Nel caso di specie, il giudice di appello, accertato il comportamento del dipendente, ne ha posto in risalto la gravità e la idoneità a ledere il contenuto fiduciario che governa il rapporto di lavoro, ritenendo congruamente irrogata la sanzione espulsiva. Trattandosi di accertamento di merito logicamente motivato e coerente con le valutazioni compiute dallo stesso giudice a proposito del carattere infedele del comportamento tenuto dal dipendente, il giudizio di proporzionalità deve ritenersi correttamente articolato.

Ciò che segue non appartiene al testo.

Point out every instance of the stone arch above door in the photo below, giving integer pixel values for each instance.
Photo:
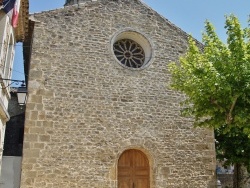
(133, 170)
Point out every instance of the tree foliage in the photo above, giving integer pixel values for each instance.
(216, 79)
(216, 82)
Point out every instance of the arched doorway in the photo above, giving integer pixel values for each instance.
(133, 170)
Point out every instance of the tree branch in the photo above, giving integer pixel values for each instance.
(229, 115)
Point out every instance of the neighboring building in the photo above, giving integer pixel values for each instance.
(9, 36)
(13, 144)
(99, 112)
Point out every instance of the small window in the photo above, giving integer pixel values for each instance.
(129, 53)
(131, 49)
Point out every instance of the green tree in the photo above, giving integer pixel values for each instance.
(216, 81)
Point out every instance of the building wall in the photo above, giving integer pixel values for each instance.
(11, 174)
(7, 50)
(84, 109)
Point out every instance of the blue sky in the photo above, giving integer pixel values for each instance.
(189, 15)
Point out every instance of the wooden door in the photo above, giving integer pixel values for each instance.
(133, 170)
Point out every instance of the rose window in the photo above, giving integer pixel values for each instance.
(129, 53)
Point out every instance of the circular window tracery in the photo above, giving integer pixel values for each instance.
(129, 53)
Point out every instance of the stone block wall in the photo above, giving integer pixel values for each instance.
(84, 109)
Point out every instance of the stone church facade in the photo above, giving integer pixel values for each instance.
(99, 112)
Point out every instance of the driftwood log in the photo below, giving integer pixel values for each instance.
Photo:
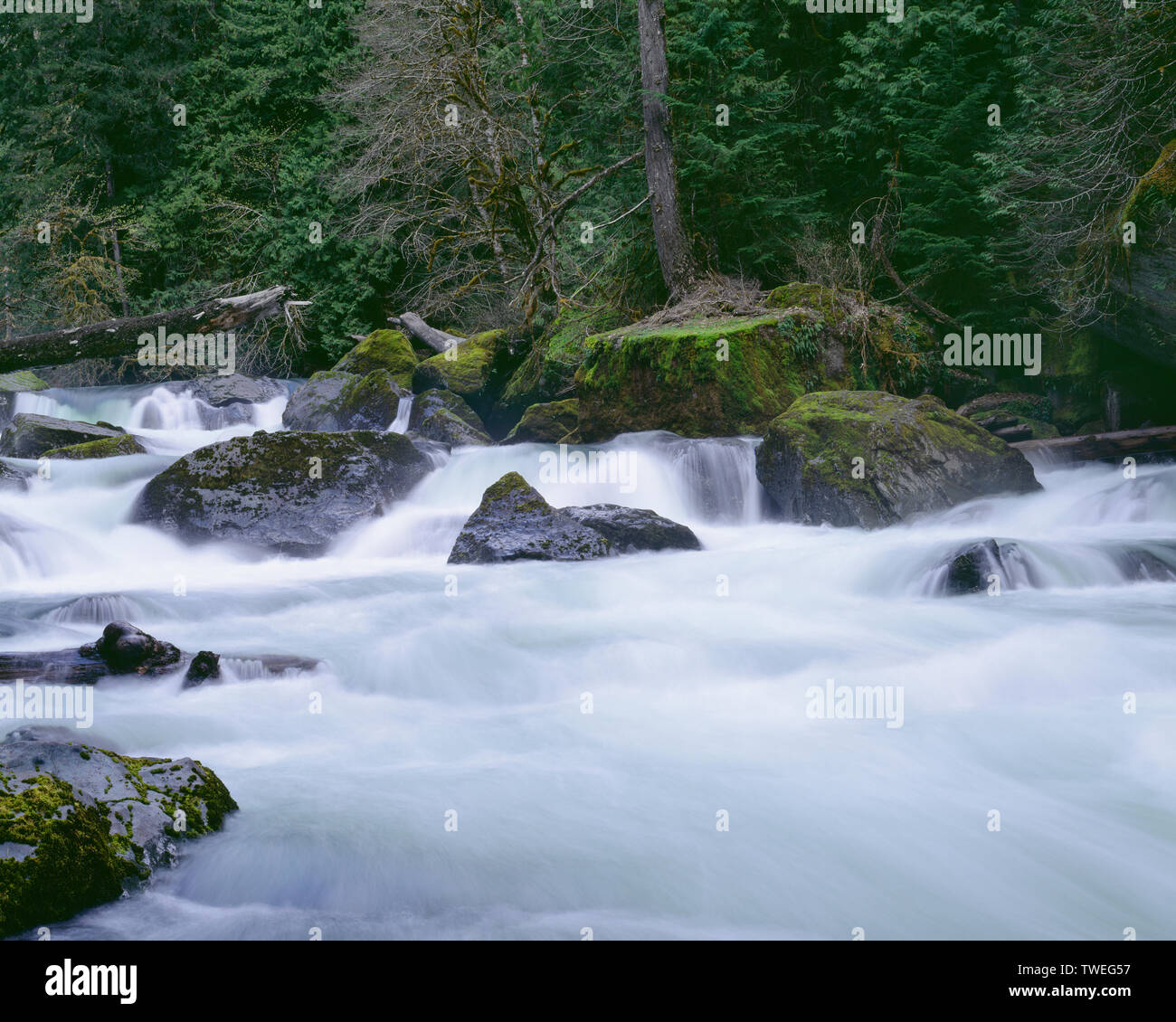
(1095, 446)
(112, 339)
(415, 327)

11.- In conclusione, essendo tutti i motivi infondati, il ricorso deve essere rigettato, con conseguente condanna del ricorrente alle spese del giudizio di legittimità. I compensi professionali vanno liquidati in euro 3.000 sulla base del d.m. 20.07.12 n. 140, tab. A-Avvocati, con riferimento alle tre fasi previste per il giudizio di cassazione (studio, introduzione e decisione) e allo scaglione del valore indeterminato.
P.Q.M.
La Corte rigetta il ricorso e condanna il ricorrente alle spese del giudizio di legittimità, che liquida in euro 3.000 (tremila) per compensi ed in euro 40 (quaranta) per esborsi, oltre Iva e Cpa.